In Ticino metà delle aziende ricorre al telelavoro. Ma la Camera di commercio è critica su alcune "storture"
L'avvocato: «I datori di lavoro dovrebbero fornire strumenti ergonomici o coprirne le spese».
LUGANO/BERNA - I casi di coronavirus in Svizzera aumentano vertiginosamente e alcune aziende stanno già reagendo. «In Ticino sono circa la metà le aziende che in proporzioni diverse fanno capo al telelavoro», afferma Luca Albertoni, direttore della Camera di commercio cantone Ticino, «In alcuni casi si tratta di trasformazioni durevoli».
Criteri attuali di difficile gestione - Per Albertoni alcuni criteri di protezione vanno rivisti per coincidere con le differenti esigenze di ogni tipo di lavoro. «Certe misure protettive bloccano alcune aziende in maniera sproporzionata», e fa l'esempio di un'azienda che ha rischiato di dover chiudere tutta la produzione per un caso positivo asintomatico, perché si prospettava la quarantena per tutti i 30 addetti alla fabbricazione. Poi per fortuna si è scoperto che la persona in questione in quei giorni non era stata operativa e il rischio è stato scongiurato: «Si è trattato di un colpo di fortuna. Sono casi comunque che si ripresenteranno nei prossimi mesi. Per una persona malata, o anche solo presunta malata fino ai risultati dei test, è prevista la quarantena generale».
Trovare un equilibrio - Per questo bisogna trovare delle soluzioni equilibrate - prosegue- che tutelino sia la salute delle persone che il lavoro». A questo proposito la Camera di commercio incontrerà nelle prossime settimane il Consiglio di Stato anche se «è difficile trovare una linea che funzioni per tutti».
La situazione in Svizzera - «Non siamo diversi dagli altri cantoni», afferma Albertoni, che è anche presidente della Camera di commercio e dell'industria svizzera. «La situazione del Ticino è simile al resto della Svizzera. Il contact tracing sta diventando sempre più difficoltoso e l'home working è possibile solo per il settore dei servizi e per la parte amministrativa delle aziende».
Riunioni solo virtuali - Anche altre grandi aziende come Aldi, Coop e Lidl Svizzera circa tre settimane fa ha permesso a un maggior numero di dipendenti di lavorare di nuovo da casa dopo l'aumento dei casi di Covid-19: «Stiamo costantemente monitorando la situazione attuale e abbiamo reagito di conseguenza all'aumento ampliando il nostro home office», ha detto un portavoce di Lidl a 20 Minuten. Lidl ha anche rafforzato le misure di protezione presso la sua sede centrale di Weinfelden. A causa delle dimensioni dell'edificio dove si trovano gli uffici, la distanza può essere generalmente sempre mantenuta. Da allora, le riunioni si sono svolte solo virtualmente.
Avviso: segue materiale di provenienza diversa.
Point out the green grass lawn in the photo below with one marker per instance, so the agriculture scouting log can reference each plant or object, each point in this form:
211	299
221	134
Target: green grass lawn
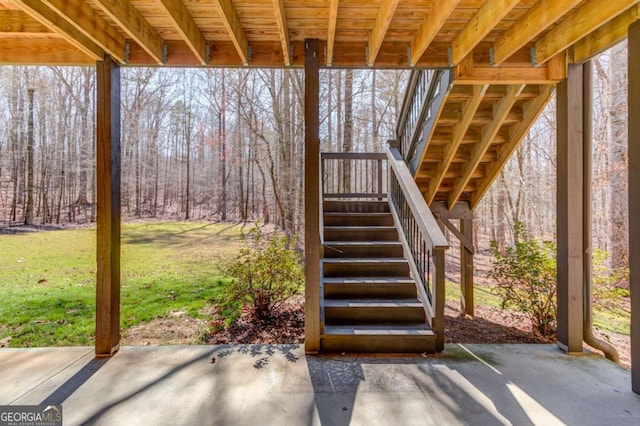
47	278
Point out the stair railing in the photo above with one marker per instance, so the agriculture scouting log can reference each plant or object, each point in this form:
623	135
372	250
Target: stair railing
423	97
353	175
422	239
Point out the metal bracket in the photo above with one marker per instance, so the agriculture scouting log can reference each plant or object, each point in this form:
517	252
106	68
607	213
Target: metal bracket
126	52
533	56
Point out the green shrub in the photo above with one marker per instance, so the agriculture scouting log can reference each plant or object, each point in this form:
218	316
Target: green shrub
526	279
267	272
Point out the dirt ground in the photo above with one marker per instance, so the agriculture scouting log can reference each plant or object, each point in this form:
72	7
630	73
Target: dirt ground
489	325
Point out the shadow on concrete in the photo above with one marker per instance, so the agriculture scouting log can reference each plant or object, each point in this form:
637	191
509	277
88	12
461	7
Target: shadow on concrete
105	409
393	388
68	388
261	353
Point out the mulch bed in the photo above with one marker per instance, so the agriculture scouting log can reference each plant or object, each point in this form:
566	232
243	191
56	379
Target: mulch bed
490	325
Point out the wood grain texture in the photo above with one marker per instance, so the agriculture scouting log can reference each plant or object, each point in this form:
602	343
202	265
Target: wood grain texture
590	16
124	14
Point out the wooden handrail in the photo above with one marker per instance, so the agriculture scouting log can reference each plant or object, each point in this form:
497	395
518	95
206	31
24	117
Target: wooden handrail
424	218
422	239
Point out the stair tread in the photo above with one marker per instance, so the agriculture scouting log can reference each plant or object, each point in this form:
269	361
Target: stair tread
364	260
410	329
333	213
359	227
373	303
368	280
362	243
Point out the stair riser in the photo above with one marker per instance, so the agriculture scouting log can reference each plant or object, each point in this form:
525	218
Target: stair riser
385	234
366	270
375	315
369	291
378	344
359	220
338	251
356	206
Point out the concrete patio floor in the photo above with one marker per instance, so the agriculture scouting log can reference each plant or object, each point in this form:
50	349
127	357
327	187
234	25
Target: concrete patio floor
279	385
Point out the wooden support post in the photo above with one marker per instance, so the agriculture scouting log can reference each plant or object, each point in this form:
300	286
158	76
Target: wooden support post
108	205
312	195
466	269
460	211
570	211
634	200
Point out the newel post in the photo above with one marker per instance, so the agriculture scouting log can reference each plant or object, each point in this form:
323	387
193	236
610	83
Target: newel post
312	195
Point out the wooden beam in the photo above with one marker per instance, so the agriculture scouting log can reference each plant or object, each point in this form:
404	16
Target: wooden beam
58	24
466	268
283	30
570	216
541	16
606	36
438	15
229	17
481	24
331	32
186	27
590	16
488	132
86	20
531	111
108	204
17	22
127	17
45	51
634	199
385	15
468	112
313	250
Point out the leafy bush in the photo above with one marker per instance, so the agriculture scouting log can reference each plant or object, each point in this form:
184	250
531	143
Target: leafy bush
526	279
267	272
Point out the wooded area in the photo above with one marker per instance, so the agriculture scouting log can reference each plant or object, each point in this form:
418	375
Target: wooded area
227	145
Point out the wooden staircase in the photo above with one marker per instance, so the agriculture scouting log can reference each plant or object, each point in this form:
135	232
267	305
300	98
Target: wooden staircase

Mantenimento delle operazioni - L'esperto di risorse umane Michel Ganouchi di Recruma trova comprensibile che i direttori stiano spostando un numero maggiore di dipendenti in home office: «I datori di lavoro vogliono usare il telelavoro per proteggere i dipendenti, ma anche per mantenere le operazioni. Se non lo facessero, intere squadre dovrebbero andare in quarantena in caso di infezione». Visto il numero crescente di casi, i dipendenti vogliono lavorare di nuovo a casa. «In questa situazione, si consiglia ai datori di lavoro di allentare di nuovo le redini», dice Ganouchi.
Non bisogna esagerare - Secondo l'esperto di risorse umane Jörg Buckmann è giusto, per i dipendenti che non devono necessariamente essere sul posto per lavorare, di fare home office. «Ma non bisogna nemmeno esagerare. Le distanze possono essere mantenute anche in ufficio».
I datori di lavoro devono adempiere ai loro obblighi - Per l'avvocato Luca Cirigliano, la Confederazione Svizzera dei Sindacati considera gli uffici domestici prescritti come una misura di sicurezza accettabile nella situazione straordinaria. «Se non c'è altra opzione, se c'è spazio nell'appartamento e la misura è proporzionata, non ci si può opporre all'home office». Ma il datore di lavoro deve anche svolgere i suoi compiti in caso di telelavoro e fornire strumenti ergonomici o coprirne le spese. In caso di uffici domestici prescritti in tempi di pandemia, sono incluse anche le quote di affitto e di riscaldamento. «Pochissimi datori di lavoro lo fanno», dice Cirigliano.
Telelavoro come standard - Dall'inizio della crisi, molte aziende offrono l'home office in Svizzera. Alcune aziende hanno fatto anche un passo avanti: il Gruppo Siemens ha fatto del telelavoro uno standard globale nel mondo aziendale. Più della metà dei dipendenti lavora da casa per due o tre giorni. Questo riguarda circa 140.000 dipendenti in tutto il mondo.